Heimlich das Kondom abstreifen Berliner Gericht: "Stealthing" ist eine Straftat
13.08.2020, 16:56 Uhr
Im Einzelfall könne "Stealthing" laut des Berliner Gerichts auch als Vergewaltigung gewertet werden.
(Foto: picture alliance / dpa)
Eine Frau hat einvernehmlich Sex mit einem Mann. Doch obwohl sie auf ein Kondom besteht, streift der Mann es heimlich ab und kommt so zum Höhepunkt. "Stealthing" ist der Ausdruck für so ein Verhalten. Das hat ein Berliner Gericht als sexuellen Übergriff gewertet - ein Urteil, das Signalwirkung haben könnte.
Wer beim Sex heimlich das Kondom abstreift, kann strafrechtlich einen sexuellen Übergriff oder sogar eine Vergewaltigung begehen. Das Berliner Kammergericht hat einen inzwischen 38 Jahre alten Mann wegen "Stealthing" zu einer Bewährungs- und einer Geldstrafe verurteilt. Entscheidend war für das Gericht vor allem eine Handlung des Mannes, die jetzt zur Verurteilung geführt hat.
Das Gericht urteilte, dass das sogenannte Stealthing den Tatbestand erfüllt, wenn der Täter in den Körper des Opfers ejakuliert. Nach Gerichtsangaben war dies das erste obergerichtliche Urteil zum Stealthing. Damit sei jedoch noch keine Entscheidung darüber gefallen, wie eine solche Tat ohne Ejakulation zu beurteilen wäre.
Bei dem Verfahren ging es um einen inzwischen 38-jährigen Bundespolizisten, den das Amtsgericht Tiergarten Ende 2018 wegen sexuellen Übergriffs zu einer Bewährungsstrafe und einer Geldstrafe verurteilt hatte. Verhandelt wurde über einen Vorfall im Jahr 2017, bei dem der Mann mit einer damals 20-jährigen Polizeimeisteranwärterin zunächst einvernehmlich intim geworden war.
Opfer für "persönliche sexuelle Befriedigung" benutzt
Vor dem Geschlechtsverkehr machte die Frau demnach unmissverständlich klar, dass sie auf keinen Fall ohne Kondom mit ihm schlafen wolle. Daraufhin habe der Mann ein Kondom übergezogen. Beim Sex habe er es jedoch heimlich abgestreift und in die junge Frau ejakuliert.
Das Kammergericht begründete sein Urteil gegen den Mann nun damit, dass sexuelle Selbstbestimmung bedeute, "über Zeitpunkt, Art, Form und Partner sexueller Betätigung nach eigenem Belieben zu entscheiden". Das Gericht wies darauf hin, dass der Schutz durch ein Kondom nicht nur zur Verhinderung einer Schwangerschaft und der Krankheitsübertragung von Bedeutung sei. Demnach geht es beim Stealthing auch darum, dass der penetrierende Sexpartner das Opfer "bewusst zu einem bloßen Objekt fremdbestimmten sexuellen Tuns" herabsetzt und "für dessen persönliche sexuelle Befriedigung" benutzt.

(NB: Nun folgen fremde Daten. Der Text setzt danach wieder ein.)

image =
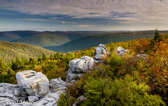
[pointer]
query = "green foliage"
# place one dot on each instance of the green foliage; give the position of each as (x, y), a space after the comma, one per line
(94, 40)
(66, 100)
(115, 61)
(157, 36)
(120, 92)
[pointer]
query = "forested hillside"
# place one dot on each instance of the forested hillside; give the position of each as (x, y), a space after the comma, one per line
(94, 40)
(44, 39)
(118, 80)
(9, 51)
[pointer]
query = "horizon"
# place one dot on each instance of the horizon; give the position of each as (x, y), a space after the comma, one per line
(83, 15)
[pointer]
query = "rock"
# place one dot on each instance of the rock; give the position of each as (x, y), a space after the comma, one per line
(121, 51)
(81, 65)
(72, 76)
(49, 100)
(142, 56)
(34, 83)
(11, 93)
(33, 98)
(100, 52)
(57, 84)
(78, 67)
(81, 100)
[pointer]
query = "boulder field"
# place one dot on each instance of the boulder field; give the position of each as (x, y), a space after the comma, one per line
(34, 89)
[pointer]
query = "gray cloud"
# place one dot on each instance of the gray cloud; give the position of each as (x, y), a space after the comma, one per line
(130, 10)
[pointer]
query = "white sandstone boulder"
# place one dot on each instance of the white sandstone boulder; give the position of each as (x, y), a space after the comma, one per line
(57, 85)
(34, 83)
(100, 52)
(81, 65)
(73, 76)
(11, 93)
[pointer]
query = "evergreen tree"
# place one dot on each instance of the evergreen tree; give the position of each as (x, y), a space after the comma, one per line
(156, 38)
(44, 57)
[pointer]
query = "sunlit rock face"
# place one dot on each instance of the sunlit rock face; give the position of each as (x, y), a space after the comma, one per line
(100, 52)
(34, 83)
(79, 66)
(121, 51)
(11, 93)
(33, 89)
(57, 85)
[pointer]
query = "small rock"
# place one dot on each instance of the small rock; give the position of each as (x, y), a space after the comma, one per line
(34, 83)
(33, 98)
(57, 84)
(100, 52)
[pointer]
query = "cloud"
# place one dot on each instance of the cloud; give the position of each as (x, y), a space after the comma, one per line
(66, 22)
(84, 26)
(34, 19)
(121, 11)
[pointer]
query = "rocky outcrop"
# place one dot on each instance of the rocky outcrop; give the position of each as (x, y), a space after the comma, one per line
(81, 100)
(10, 92)
(100, 52)
(28, 83)
(57, 85)
(34, 83)
(79, 66)
(121, 51)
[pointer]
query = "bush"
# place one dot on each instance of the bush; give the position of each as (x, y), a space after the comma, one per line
(106, 92)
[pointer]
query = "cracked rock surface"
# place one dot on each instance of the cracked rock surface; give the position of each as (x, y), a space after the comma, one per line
(79, 66)
(100, 52)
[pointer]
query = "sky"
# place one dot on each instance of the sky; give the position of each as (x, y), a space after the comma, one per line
(83, 15)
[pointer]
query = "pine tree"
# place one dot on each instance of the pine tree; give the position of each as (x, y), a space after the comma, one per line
(156, 38)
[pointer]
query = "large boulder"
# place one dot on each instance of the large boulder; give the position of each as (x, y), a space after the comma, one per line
(100, 52)
(11, 93)
(121, 51)
(34, 83)
(73, 76)
(57, 85)
(79, 66)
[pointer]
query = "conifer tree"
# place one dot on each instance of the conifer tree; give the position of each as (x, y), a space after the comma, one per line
(156, 38)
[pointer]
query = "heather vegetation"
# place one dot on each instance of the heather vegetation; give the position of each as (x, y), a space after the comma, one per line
(118, 80)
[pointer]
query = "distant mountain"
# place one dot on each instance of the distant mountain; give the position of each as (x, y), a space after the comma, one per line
(94, 40)
(44, 39)
(9, 51)
(5, 36)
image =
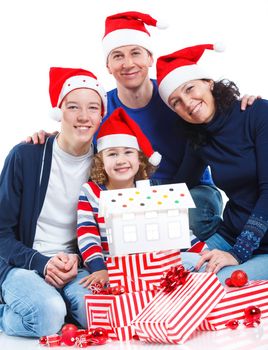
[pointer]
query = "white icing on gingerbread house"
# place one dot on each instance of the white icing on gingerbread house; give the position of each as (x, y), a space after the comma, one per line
(147, 218)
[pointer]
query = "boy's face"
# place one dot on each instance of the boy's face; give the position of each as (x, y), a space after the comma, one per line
(129, 65)
(121, 165)
(81, 117)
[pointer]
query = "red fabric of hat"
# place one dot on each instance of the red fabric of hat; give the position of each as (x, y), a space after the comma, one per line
(119, 130)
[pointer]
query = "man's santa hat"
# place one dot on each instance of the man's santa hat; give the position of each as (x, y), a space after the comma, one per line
(181, 66)
(128, 28)
(119, 130)
(64, 80)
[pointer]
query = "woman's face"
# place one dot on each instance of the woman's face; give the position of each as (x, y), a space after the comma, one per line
(193, 101)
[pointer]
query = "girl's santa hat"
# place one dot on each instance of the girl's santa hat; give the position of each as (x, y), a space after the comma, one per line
(65, 80)
(181, 66)
(128, 28)
(119, 130)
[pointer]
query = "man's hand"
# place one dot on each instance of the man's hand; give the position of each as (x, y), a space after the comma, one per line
(100, 276)
(247, 100)
(61, 269)
(39, 137)
(216, 260)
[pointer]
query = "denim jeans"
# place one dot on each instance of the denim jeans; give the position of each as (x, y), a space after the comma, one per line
(33, 308)
(255, 268)
(205, 218)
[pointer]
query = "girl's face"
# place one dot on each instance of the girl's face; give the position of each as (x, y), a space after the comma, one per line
(81, 119)
(121, 165)
(193, 101)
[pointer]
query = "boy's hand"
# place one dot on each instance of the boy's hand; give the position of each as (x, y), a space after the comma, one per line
(100, 276)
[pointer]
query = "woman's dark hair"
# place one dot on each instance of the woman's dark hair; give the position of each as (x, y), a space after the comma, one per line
(225, 93)
(99, 175)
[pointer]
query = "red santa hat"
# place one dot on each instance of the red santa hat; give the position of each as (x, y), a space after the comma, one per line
(128, 28)
(181, 66)
(119, 130)
(65, 80)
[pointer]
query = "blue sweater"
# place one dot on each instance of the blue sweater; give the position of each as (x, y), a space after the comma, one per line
(237, 152)
(23, 185)
(164, 130)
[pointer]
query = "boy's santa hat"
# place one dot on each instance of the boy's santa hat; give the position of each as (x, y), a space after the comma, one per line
(119, 130)
(128, 28)
(64, 80)
(181, 66)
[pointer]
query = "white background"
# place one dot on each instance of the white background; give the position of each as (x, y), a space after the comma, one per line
(37, 34)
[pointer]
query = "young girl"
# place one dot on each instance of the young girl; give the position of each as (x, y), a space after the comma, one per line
(124, 156)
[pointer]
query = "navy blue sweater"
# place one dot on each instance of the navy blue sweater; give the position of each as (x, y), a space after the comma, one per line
(236, 149)
(23, 185)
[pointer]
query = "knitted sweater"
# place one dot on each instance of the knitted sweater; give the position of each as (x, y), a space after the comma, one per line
(236, 150)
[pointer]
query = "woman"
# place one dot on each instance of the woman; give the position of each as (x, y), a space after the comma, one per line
(234, 144)
(39, 188)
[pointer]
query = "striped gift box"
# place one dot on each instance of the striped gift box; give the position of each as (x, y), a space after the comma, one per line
(233, 304)
(138, 272)
(115, 312)
(173, 317)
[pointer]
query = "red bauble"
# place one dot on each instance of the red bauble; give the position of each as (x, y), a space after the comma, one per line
(69, 334)
(239, 278)
(252, 316)
(232, 324)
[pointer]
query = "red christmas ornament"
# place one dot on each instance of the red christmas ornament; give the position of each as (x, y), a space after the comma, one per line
(232, 324)
(68, 333)
(239, 278)
(43, 340)
(252, 316)
(228, 282)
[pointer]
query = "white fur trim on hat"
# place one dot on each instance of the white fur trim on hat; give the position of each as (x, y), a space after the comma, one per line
(155, 158)
(117, 140)
(83, 81)
(56, 114)
(179, 76)
(124, 37)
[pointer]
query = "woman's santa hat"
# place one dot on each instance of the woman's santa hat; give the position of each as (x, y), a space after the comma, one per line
(128, 28)
(119, 130)
(181, 66)
(64, 80)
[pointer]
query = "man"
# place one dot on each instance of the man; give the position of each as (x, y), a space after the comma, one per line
(39, 189)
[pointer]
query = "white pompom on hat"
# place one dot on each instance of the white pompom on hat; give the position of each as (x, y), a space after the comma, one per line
(181, 66)
(119, 130)
(64, 80)
(128, 28)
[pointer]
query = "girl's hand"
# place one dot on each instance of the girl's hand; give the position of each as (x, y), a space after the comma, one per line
(216, 260)
(100, 276)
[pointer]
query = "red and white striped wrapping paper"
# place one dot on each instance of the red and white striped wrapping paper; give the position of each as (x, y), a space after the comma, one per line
(173, 317)
(143, 271)
(233, 304)
(115, 312)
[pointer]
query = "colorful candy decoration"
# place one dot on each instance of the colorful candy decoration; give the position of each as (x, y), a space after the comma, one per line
(238, 279)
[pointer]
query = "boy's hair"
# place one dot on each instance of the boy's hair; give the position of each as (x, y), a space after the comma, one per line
(99, 175)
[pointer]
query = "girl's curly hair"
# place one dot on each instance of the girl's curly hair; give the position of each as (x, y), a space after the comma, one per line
(99, 175)
(225, 93)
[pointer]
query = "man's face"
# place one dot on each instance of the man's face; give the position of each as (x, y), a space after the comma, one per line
(129, 65)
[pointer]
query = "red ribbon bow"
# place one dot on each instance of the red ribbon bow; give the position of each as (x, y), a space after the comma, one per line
(175, 276)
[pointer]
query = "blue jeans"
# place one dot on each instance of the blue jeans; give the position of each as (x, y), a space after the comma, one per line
(205, 218)
(33, 308)
(255, 268)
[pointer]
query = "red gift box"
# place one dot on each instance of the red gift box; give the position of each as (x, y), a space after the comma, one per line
(233, 304)
(115, 312)
(143, 271)
(173, 317)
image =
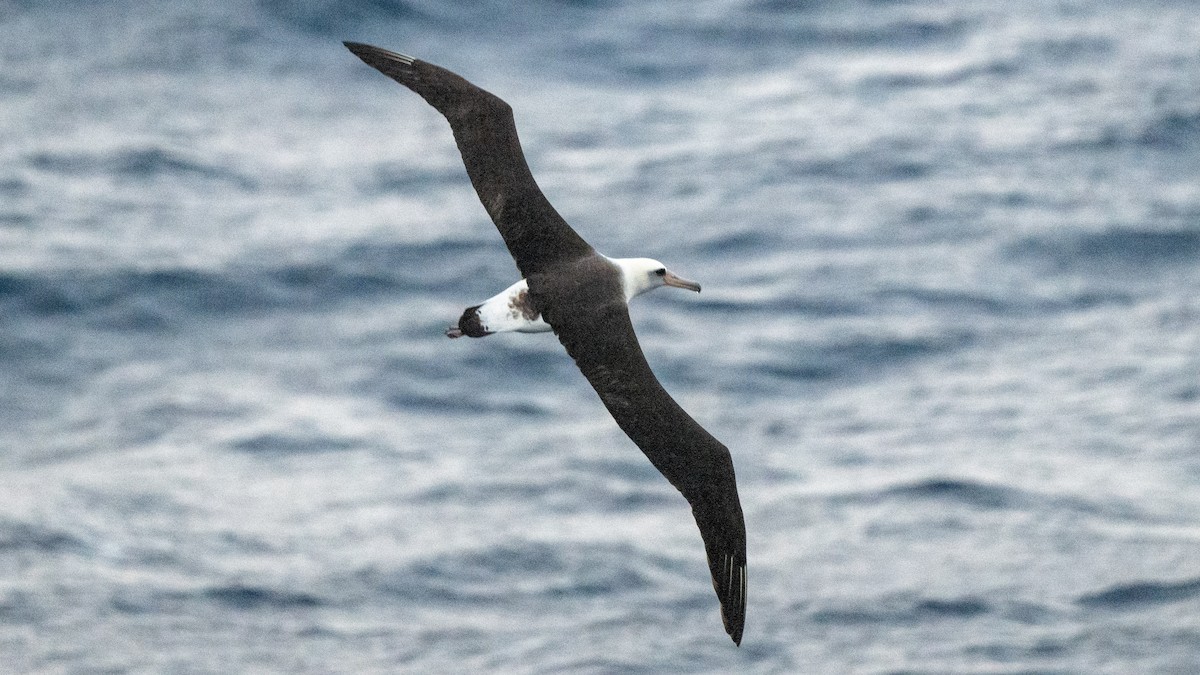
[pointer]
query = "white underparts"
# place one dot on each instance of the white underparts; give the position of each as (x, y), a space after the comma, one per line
(511, 311)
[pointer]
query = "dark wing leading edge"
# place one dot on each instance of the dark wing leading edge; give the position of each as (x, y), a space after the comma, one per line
(603, 344)
(486, 135)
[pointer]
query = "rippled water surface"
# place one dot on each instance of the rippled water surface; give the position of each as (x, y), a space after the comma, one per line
(949, 332)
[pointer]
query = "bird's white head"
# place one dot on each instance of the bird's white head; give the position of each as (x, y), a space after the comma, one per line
(640, 275)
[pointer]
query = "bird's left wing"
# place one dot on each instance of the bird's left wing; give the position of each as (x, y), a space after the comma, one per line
(604, 346)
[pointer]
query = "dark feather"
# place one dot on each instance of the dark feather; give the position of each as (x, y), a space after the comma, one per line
(487, 139)
(580, 296)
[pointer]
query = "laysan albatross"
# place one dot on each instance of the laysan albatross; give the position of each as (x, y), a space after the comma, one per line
(580, 294)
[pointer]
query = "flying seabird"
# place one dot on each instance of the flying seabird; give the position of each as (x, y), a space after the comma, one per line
(580, 294)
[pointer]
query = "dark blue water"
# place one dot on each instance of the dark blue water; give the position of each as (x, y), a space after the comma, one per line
(951, 333)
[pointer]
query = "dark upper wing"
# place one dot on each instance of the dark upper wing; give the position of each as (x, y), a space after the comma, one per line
(483, 126)
(603, 344)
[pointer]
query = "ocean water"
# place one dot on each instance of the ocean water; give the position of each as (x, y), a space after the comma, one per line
(949, 332)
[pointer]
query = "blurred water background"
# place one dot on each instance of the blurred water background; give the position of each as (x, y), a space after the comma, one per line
(949, 330)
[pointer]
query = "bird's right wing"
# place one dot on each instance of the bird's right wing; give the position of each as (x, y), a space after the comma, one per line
(487, 139)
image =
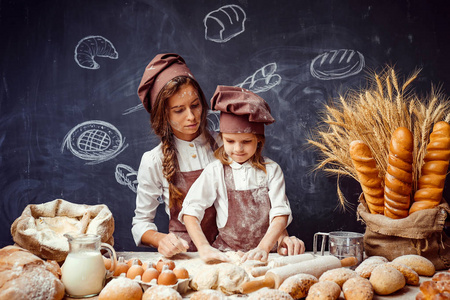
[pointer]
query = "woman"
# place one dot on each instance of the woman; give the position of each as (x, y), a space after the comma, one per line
(178, 112)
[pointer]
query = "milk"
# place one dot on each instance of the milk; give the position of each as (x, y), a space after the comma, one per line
(83, 273)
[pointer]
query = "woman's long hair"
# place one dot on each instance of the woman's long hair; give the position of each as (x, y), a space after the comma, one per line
(159, 118)
(256, 160)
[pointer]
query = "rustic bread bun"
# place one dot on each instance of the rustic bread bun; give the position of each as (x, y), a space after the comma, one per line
(208, 295)
(339, 275)
(368, 176)
(357, 288)
(398, 178)
(411, 276)
(386, 280)
(432, 178)
(324, 290)
(420, 264)
(121, 288)
(269, 294)
(161, 292)
(26, 276)
(298, 285)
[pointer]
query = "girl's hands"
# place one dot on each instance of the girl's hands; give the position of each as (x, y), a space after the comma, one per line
(171, 245)
(212, 255)
(256, 254)
(290, 245)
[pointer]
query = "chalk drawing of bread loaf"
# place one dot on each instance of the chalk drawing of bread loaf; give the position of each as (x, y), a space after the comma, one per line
(262, 80)
(92, 46)
(223, 24)
(337, 64)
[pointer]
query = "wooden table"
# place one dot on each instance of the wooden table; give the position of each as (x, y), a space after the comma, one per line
(193, 264)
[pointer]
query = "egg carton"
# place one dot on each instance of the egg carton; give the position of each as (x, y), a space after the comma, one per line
(181, 286)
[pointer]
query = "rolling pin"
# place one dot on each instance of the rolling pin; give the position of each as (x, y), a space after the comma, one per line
(316, 267)
(281, 261)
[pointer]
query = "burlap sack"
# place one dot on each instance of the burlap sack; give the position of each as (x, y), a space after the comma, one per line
(41, 227)
(420, 233)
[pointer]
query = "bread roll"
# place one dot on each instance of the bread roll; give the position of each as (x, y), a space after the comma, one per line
(411, 276)
(121, 288)
(339, 275)
(432, 179)
(357, 288)
(368, 176)
(324, 290)
(420, 264)
(298, 285)
(386, 280)
(398, 178)
(23, 275)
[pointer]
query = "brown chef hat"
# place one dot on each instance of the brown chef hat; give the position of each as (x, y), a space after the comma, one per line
(163, 68)
(241, 111)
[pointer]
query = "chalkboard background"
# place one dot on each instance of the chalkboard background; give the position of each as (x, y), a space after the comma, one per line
(49, 96)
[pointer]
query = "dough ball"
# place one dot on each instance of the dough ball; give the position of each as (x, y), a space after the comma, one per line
(269, 294)
(298, 285)
(121, 288)
(208, 295)
(161, 292)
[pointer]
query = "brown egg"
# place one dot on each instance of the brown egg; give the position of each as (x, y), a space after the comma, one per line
(121, 267)
(150, 274)
(167, 277)
(165, 262)
(181, 272)
(133, 261)
(135, 270)
(148, 264)
(107, 262)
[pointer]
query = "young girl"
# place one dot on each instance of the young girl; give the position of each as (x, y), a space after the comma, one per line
(178, 112)
(247, 189)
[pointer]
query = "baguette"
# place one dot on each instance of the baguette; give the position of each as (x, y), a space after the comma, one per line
(432, 179)
(398, 179)
(368, 176)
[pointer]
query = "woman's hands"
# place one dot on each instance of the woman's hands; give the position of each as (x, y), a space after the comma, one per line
(290, 245)
(171, 245)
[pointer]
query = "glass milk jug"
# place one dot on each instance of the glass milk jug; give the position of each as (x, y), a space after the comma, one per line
(83, 272)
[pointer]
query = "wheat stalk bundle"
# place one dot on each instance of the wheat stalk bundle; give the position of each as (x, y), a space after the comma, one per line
(372, 115)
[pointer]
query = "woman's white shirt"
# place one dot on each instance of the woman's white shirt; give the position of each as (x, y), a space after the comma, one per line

Ein besonders schwerer Fall und damit eine Vergewaltigung lag laut Gericht jedoch nicht vor, weil eine Änderung des Schuldspruchs in dem Fall rechtlich nicht möglich war. Im Einzelfall könne das sogenannte Stealthing künftig durchaus auch als Vergewaltigung gewertet werden.